Savory Granola Success: Dankness and Beyond

>> Tuesday, February 24


Dank. It doesn’t mean dark and wet here. In Northern California lingo, it’s the epitome of GOOD. No, I don’t think you heard that right; Goo-OO-ooOOd. The stuttering, multi-syllabic one. There you go. That one.

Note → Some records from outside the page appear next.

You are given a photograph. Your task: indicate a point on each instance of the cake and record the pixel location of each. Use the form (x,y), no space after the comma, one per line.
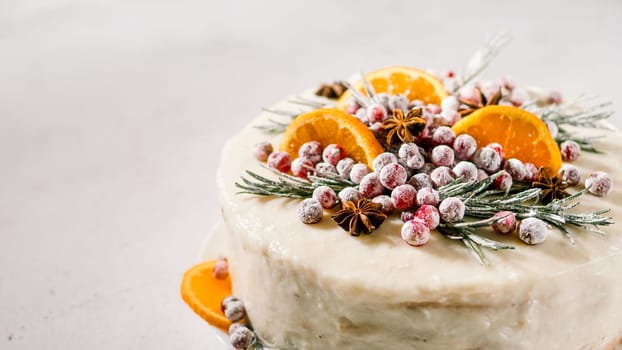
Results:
(318,287)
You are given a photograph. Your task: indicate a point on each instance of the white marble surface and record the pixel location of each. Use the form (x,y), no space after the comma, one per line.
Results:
(112,115)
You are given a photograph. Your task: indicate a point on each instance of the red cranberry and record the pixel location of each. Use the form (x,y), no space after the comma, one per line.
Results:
(429,215)
(415,233)
(333,153)
(280,161)
(393,175)
(311,150)
(403,197)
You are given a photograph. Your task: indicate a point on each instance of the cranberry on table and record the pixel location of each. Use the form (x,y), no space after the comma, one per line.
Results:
(415,232)
(384,159)
(429,215)
(487,159)
(570,174)
(344,167)
(503,182)
(442,155)
(326,196)
(442,176)
(280,161)
(302,167)
(311,150)
(333,153)
(403,197)
(263,150)
(371,186)
(393,175)
(532,231)
(428,196)
(310,211)
(506,222)
(451,209)
(443,135)
(570,150)
(358,172)
(385,201)
(599,183)
(464,146)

As I wrote yesterday, I accidentally ate some gluten over the weekend and I have been functioning in a stupor of all the usuals ever since: indigestion, bloating, headache, and cravings. This granola is my answer to feeling nutrient- and fiber-deprived: pumpkin seeds and molasses for iron and calcium, plus more from the tahini; fiber from flax, oats, and “chufas nüssli,” and healthy fats from the flax oil and other seeds and nuts. Nutritional yeast for trace elements that GF-eaters can always use, and a dose of good intentions for healing up my digestive tract. And the olives are healthy, but I did it for the flavuh, because let me tell you...Mm. Mm-hm.

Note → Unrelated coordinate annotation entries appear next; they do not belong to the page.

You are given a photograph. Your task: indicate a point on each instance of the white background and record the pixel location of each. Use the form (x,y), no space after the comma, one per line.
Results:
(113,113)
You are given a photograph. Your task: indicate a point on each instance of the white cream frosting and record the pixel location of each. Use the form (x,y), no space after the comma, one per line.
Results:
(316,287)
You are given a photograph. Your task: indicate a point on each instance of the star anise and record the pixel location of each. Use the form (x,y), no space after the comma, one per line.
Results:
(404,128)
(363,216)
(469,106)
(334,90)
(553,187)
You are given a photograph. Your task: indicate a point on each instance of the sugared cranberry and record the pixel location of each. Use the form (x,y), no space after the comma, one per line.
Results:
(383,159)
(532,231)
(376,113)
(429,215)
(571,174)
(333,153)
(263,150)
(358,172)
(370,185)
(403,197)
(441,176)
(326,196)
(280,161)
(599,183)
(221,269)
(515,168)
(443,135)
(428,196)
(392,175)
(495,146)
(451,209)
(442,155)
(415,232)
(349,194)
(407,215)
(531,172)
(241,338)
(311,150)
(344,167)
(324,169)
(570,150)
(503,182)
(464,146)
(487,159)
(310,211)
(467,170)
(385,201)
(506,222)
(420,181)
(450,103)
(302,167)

I put everything I had into this granola recipe, and I am pleased to say that somehow, it came out delicious. Of course, you can add the ingredients closest to your heart instead of the ones I chose-I just had a hankering for the taste of seedy-nutty-sesame-braggs-yeasty-goodness, a combination that tastes so much like home I might have woken my mom up from around the world just by listing them in that order. Dank. It’s really all I can say.

Spiced Savory Granola, GF and Vegan, of course!

Ingredients (don’t be intimidated, mix and match as needed, and see notes for help!):
½ cup activated sunflower seeds
1/3 cup activated pumpkin seeds
1/3 cup sesame seeds
½ cup flax seeds
¼ cup activated hazelnuts
½ cup GF oats
½ cup nutritional yeast
½ cup chestnut flakes
½ cup ground "earth almonds"*
1 tbsp rosemary
1 tsp ground cardamom
¼ tsp nutmeg
½ tsp garlic powder
½ tsp cumin
1 tsp fennel seeds
½ tsp black pepper

1 small banana
1 tbsp braggs amino acids or tamari
1 tbsp tahini
1 tbsp molasses
10 kalamata olives
1 tbsp flax oil

You think I’m crazy, don’t you? Bananas and olives? yeast and molasses? What are Earth Almonds anyway??? Just come to the dark side of baking, that shadowy experiment lab, for an afternoon and try to tell me after it wasn’t worth it.

Directions:

  1. Grind the flax and fennel seeds into a coarse meal.
  2. In a mortar and pestle, or food processor, mix to a paste ½ the sunflower seeds, a few spoons of water, the hazelnuts, flax-fennel meal, and all the wet ingredients.
  3. As your seeds/nuts will probably still be wet from soaking, toss them in the wet ingredients and stir together.
  4. In a large bowl, mix the dry ingredients with a fork until combined.
  5. Pour the wet ingredients over the dry and mix together. It should all be moistened and vaguely sticky. If you have dry spots left, add a splash of water and/or oil and mix again.
  6. Preheat the oven to 350 F (175 C). Oil a large baking sheet and spread the mixture out on the sheet, loosely breaking into clumps with a spoon or fork.
  7. Bake for 30 minutes, or until browned and mostly dry, stirring every 15 minutes to prevent burning.
  8. Let cool and enjoy!

Notes:
*sedge tubers. If the word 'tuber' confuses you, see here. Often the spanish word chufas is used on packaging. You can substitute nut meal of any kind or another mealy ingredient, or up the oats and omit them entirely.

A few tips to keep in mind for substitutions:
Savory granola is lacking the usual gooey component of honey, agave, or (blech) corn syrup that most sweet granola’s use. That’s why I used a banana, the tahini, the ground sunflower seeds, and the molasses, all of which moisten and bind. The banana doesn’t give any flavor to the finished granola, but you could substitute something else if you just don’t like the sound of it-applesauce or nut butters work well, but with nut butters, you will need to add something liquid to even out the thickness. Using flax meal also adds to stickiness, and is just fantastically healthy and good.
The point is, granola is simple, and you don’t have to follow any recipe to the t. Just add the things you like and see what happens, I truly don’t think you can go wrong.

(Ready for shelving in a recycled raw sugar bag :))

1 comments:

Liz February 25, 2009 at 5:38 PM  

Too-OOo-ooO cool! I'm a big fan of the sweet and savory combination so I will surely give this a try.

And thank you for proving you can make granola without sugar/corn syrup/rice syrup/honey!